Hace once años que decidió poner punto y final a su etapa como matador de toros en activo. Y para despedirse amoldó la máxima de Belmonte: se fue como es. Prudente, reservado y sin sed de venganza. «Yo jamás podré culpar de nada ni a la empresa de Sevilla ni a mi apoderado de toda la vida, Pepe Luis Segura. Mi única pena es no haber correspondido a ese hombre por todo lo que me ayudó».
Lo apoderó tras una recomendación de José Antonio Campuzano: «Mi tío era picador del maestro (Ramón ‘El Avispa’) y solía ir al campo con ellos.

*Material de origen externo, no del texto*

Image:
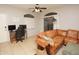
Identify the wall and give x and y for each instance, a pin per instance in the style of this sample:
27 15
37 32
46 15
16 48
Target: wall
12 15
67 17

Un día le hablaron de mí a Segura y, aunque aún era novillero sin picadores, me hizo la prueba del algodón: me encerró en la finca Santa María de El Garrobo con cinco cinqueños de Diego Puerta». Aprobó el examen con nota y el reputado apoderado se mantuvo a su lado desde 1987 hasta el año 2000.
Esa temporada del nuevo milenio fue un punto de inflexión en su carrera. La muerte de Diodoro Canorea con los carteles a medio hacer lo relegaron hasta el final de la agenda y cuando lo llamaron sólo quedaba un hueco en la corrida de Miura. Escaso reconocimiento para quien venía de cortar dos orejas en la temporada anterior. «Nosotros pedimos una tarde más, pero ya era demasiado tarde».